Für Vera Weber ist das Grandhotel Giessbach oberhalb des Brienzersees (BE) nicht einfach nur ein Arbeitsplatz – es ist Heimat. Ihre Mutter war bei der Hotelsanierung in den 80er-Jahren stark eingebunden, als Kind verbrachte sie fast jedes Wochenende dort.
Heute ist Vera Weber Direktorin «ad interim» des historischen Hauses, das ihre Eltern einst vor dem Abriss retteten. Es ist ein Ort voller Erinnerungen: «Ich bin hier zu Hause.» Sie betont, dass sie das Hotel nur vorübergehend führe. Sobald eine geeignete Person gefunden ist, will sie das Amt abgeben. Denn ihre wahre Leidenschaft liegt ausserhalb des Hotels.
Energie aus dem Kampf
Vera Weber ist Tierschützerin, Naturschützerin, Kämpferin. «Ich kann nicht anders», sagt die 50-Jährige. «Es ist keine Rolle, keine Pflicht – es ist eine innere Überzeugung.» Seit über zwei Jahrzehnten engagiert sie sich bei der Fondation Franz Weber, heute als Präsidentin. Die Stiftung ist unter anderem verantwortlich für die Zweitwohnungsinitiative.
Wut über Ungerechtigkeit ist eine Kraftquelle.
Der Schutz von Landschaften, das Verhindern von Tierleid – das gibt ihr Energie. «Auch Wut über Ungerechtigkeit ist eine Kraftquelle», erklärt sie. So kämpfte sie zehn Jahre lang gegen das Ozeanium des Basler Zoos – ein Aquarium mit Meerestieren. Am Ende sagte die Bevölkerung an der Urne Nein. «Ein Erfolg, den wir als Team erreicht haben.»
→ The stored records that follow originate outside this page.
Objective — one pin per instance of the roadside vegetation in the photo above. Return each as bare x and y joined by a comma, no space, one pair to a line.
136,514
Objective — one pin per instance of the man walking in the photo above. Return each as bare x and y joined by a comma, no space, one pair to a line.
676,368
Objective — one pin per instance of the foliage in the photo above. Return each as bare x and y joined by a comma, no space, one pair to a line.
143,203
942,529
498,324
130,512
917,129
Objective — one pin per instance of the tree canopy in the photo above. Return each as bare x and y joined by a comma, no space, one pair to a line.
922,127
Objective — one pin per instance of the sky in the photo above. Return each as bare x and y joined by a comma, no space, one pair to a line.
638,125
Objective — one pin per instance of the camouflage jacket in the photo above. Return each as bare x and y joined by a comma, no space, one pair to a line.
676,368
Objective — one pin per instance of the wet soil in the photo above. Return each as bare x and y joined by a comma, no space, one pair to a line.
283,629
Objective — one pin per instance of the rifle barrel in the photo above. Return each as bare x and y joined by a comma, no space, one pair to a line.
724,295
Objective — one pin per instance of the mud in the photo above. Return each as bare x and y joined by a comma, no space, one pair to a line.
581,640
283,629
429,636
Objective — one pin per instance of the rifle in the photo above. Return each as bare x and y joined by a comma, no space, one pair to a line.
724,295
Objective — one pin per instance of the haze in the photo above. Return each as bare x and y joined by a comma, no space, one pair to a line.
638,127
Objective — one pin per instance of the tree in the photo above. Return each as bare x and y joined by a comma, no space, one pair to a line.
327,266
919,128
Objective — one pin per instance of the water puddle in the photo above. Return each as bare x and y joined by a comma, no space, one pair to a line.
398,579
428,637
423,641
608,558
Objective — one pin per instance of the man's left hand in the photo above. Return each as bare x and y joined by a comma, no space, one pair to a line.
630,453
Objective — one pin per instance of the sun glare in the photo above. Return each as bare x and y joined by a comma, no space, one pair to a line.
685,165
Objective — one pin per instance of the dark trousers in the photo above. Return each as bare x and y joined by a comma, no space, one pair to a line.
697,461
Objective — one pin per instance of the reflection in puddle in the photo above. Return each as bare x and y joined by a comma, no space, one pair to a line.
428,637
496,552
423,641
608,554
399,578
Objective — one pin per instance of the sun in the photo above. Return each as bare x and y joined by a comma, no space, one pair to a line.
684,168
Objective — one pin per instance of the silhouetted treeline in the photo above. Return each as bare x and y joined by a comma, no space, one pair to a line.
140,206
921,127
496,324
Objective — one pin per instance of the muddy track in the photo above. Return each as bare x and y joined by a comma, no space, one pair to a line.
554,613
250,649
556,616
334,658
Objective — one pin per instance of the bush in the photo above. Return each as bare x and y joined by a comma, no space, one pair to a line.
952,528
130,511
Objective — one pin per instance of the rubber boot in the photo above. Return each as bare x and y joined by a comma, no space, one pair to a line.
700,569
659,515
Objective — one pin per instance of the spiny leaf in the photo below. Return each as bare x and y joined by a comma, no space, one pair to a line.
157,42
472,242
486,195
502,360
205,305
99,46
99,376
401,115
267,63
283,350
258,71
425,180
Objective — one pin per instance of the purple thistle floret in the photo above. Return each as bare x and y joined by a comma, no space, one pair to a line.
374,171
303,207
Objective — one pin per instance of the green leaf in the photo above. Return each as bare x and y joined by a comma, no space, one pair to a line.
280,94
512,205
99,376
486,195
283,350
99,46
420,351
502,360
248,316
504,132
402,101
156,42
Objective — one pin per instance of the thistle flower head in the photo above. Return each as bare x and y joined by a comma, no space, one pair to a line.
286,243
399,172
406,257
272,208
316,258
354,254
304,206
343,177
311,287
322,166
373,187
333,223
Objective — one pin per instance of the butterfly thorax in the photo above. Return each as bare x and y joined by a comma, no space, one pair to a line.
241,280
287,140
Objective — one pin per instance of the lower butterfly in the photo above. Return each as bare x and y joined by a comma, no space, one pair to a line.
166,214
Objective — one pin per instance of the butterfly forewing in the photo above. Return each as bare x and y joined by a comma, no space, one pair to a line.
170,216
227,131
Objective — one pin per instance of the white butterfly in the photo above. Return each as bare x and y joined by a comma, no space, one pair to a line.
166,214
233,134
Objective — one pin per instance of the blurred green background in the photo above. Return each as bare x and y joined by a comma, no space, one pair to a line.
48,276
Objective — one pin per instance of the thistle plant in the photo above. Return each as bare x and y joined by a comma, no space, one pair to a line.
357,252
Vera Weber arbeitet nie allein: «Ich sage immer ‹wir›, weil ich mit einem grossartigen Team arbeite. Nur gemeinsam können wir etwas bewegen.» Der Teamgeist schützt – auch vor der Härte, die mit dem Aktivismus einhergeht.
Anfeindungen gehören zu Webers Alltag. «Ich habe viele Feinde – das ist so, wenn man für etwas einsteht.» Ob politische Gegner oder Robbenjäger, die sie in Kanada sogar tätlich bedrohten – sie hat gelernt, sich zu schützen. «Ich habe meinen Panzer und zum Glück ist die Unterstützung grösser als der Hass.»
Oft allein – auch politisch
2024 fiel Vera Weber mit ihrer Stiftung auf, als sie gegen das Stromgesetz kämpfte – praktisch allein. Sie konnte nicht auf die Unterstützung grosser Umweltverbände zählen. Schlussendlich nahm das Stimmvolk das neue Gesetz, welches erneuerbare Energien fördern will, deutlich an.
Schon als Kind war sie Aussenseiterin. Zu ihrem neunten Geburtstagsfest kam kein einziges Gspänli – der Name «Weber» war vielen Eltern zu unbequem, die Umweltschützer zu unbeliebt. «Heute nehme ich das mit Humor, aber damals war es schmerzhaft.» Ihre Eltern prägten sie tief. Die Mutter vermittelte ihr Ruhe und Perfektion, der Vater Leidenschaft und Kreativität.
Tage mit 25 Stunden
Doch längst hat sie sich einen eigenen Namen gemacht. Sie hat Abstimmungen gewonnen, Projekte verhindert, Naturräume gerettet. Und sie weiss: Das geht nur mit ganzer Hingabe. «Mein Tag hat 25 Stunden und die Woche acht Tage.» Freizeit? Selten. Familie? «Ich hatte nie den Kinderwunsch», sagt sie offen. Freundschaften? «Wer damit umgehen kann, dass ich wenig Zeit habe, bekommt sehr viel von mir zurück.»
Dank Fantasy-Büchern kann ich in eine andere Welt eintauchen – in eine bessere.
Was bleibt, ist der Wunsch nach Ruhe – irgendwann. «Ich hoffe, ich kann mal ein paar Monate in einem Dschungel in Mexiko verbringen – einfach Natur geniessen.» Bis dahin bleibt sie aktiv. Und wenn sie mal müde wird? «Ich schlafe sofort ein», sagt sie lächelnd. Und manchmal bleibt sogar noch Zeit für ein paar Seiten Fantasy-Literatur. «Ich liebe diese Art von Büchern, dank ihnen kann ich in eine andere Welt eintauchen – in eine etwas bessere.»